100% environ un an après avoir subi une greffe hépato-rénale, permet d'augurer

une probable autonomie de l'aide sociale à long terme; il n'existe donc plus de

risque concret que le recourant tombe de manière durable et dans une large

mesure à l'aide sociale. Le recours est admis pour ce motif déjà.
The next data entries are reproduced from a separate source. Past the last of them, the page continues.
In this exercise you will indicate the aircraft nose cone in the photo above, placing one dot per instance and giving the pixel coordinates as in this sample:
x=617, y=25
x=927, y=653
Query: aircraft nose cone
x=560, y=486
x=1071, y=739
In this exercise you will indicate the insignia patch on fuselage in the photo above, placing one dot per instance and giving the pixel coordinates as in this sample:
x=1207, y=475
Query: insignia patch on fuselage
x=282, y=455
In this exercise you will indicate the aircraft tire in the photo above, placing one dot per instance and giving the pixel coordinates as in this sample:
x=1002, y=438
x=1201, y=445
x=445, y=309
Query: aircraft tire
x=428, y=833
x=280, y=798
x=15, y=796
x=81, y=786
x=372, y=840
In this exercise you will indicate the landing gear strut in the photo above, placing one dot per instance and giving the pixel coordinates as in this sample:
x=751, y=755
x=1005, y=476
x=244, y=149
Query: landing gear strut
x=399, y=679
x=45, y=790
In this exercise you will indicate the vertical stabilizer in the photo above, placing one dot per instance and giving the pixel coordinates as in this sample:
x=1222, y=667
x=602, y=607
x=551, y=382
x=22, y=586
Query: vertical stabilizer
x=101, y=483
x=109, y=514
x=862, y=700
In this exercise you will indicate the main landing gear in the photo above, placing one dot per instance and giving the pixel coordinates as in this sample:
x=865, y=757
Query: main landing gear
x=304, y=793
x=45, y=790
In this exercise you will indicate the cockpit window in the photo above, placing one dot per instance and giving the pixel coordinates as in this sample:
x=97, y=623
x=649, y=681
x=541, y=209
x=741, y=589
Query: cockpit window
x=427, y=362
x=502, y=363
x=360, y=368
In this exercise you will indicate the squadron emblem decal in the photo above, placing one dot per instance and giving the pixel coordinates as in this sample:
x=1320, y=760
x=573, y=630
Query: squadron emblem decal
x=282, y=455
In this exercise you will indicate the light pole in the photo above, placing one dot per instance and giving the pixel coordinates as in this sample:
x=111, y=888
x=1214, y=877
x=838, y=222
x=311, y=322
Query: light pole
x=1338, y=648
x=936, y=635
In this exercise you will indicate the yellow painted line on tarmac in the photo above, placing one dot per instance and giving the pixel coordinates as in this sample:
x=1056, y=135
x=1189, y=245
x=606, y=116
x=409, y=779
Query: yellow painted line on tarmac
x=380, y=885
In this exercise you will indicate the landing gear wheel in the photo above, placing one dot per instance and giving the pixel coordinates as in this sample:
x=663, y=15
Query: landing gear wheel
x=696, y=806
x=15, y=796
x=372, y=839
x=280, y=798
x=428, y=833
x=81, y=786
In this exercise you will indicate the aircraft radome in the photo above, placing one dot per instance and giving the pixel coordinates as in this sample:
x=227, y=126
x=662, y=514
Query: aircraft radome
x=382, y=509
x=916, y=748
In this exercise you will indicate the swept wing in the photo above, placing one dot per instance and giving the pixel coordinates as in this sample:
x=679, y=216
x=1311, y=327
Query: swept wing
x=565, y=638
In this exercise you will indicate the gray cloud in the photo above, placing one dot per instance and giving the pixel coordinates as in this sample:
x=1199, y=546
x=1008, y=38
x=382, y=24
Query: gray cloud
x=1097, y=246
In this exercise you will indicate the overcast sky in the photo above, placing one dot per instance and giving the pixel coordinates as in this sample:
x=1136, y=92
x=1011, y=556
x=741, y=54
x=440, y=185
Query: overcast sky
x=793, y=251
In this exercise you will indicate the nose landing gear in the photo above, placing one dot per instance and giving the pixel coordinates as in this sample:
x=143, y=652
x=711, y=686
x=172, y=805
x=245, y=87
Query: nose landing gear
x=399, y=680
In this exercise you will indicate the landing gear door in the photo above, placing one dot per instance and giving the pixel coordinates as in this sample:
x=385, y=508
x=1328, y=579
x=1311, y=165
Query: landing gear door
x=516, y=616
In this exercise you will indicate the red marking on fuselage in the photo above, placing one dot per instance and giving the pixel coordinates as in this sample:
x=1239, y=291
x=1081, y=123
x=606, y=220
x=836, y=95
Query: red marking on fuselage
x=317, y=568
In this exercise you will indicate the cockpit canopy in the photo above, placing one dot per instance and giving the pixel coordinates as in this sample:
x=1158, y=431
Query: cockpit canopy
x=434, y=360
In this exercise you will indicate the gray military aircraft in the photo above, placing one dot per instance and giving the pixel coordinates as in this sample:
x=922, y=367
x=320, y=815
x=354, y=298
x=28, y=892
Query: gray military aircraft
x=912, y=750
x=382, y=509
b) De plus, la décision paraît disproportionnée vu

les circonstances particulières du cas d'espèce et si l'on considère que le

recourant s'est trouvé dans l'impossibilité de travailler pour des raisons de

santé indépendantes de sa volonté (cf. dans le même sens PE.2013.0334 du 20

janvier 2015; voir également PE.2014.0370 du 26 mars 2015). Au demeurant, son

état de santé est suffisamment grave pour avoir justifié un suivi médical en

Suisse depuis 2009 déjà.

c) En définitive, la décision attaquée doit être

annulée et le dossier renvoyé au SPOP pour qu'il autorise le changement de

canton et délivre une autorisation de séjour au recourant.

4.

Les considérants qui précèdent conduisent à l'admission du recours et à

l'annulation de la décision attaquée. Les frais sont laissés à la charge de

l'Etat (art. 52 al. 1 LPA-VD). Il n'est pas alloué de dépens (art. 55 al.

1.

LPA-VD).

Par

ces motifs

la Cour de droit administratif et public

du Tribunal cantonal

arrête:

I.

Le recours est admis.

II.

La décision rendue le 6 mai 2015 par le SPOP est annulée et le dossier

renvoyé à l'autorité intimée pour nouvelle décision dans le sens des

considérants.

III.

Les frais du présent arrêt sont laissés à la charge de l'Etat.

IV.

Il n'est pas alloué de dépens.

Lausanne, le 19 avril 2016

La présidente: La

greffière:

Le présent arrêt est communiqué aux destinataires de

l'avis d'envoi ci-joint, ainsi qu'au Secrétariat d'Etat aux migrations (SEM).

Il peut faire l'objet, dans les trente jours suivant sa

notification, d'un recours au Tribunal fédéral. Le recours en matière de droit

public s'exerce aux conditions des articles 82 ss de la loi du 17 juin 2005 sur

le Tribunal fédéral (LTF - RS 173.110), le recours constitutionnel subsidiaire

à celles des articles 113 ss LTF. Le mémoire de recours doit être rédigé dans

une langue officielle, indiquer les conclusions, les motifs et les moyens de

preuve, et être signé. Les motifs doivent exposer succinctement en quoi l’acte

attaqué viole le droit. Les pièces invoquées comme moyens de preuve doivent

être jointes au mémoire, pour autant qu’elles soient en mains de la partie; il

en va de même de la décision attaquée.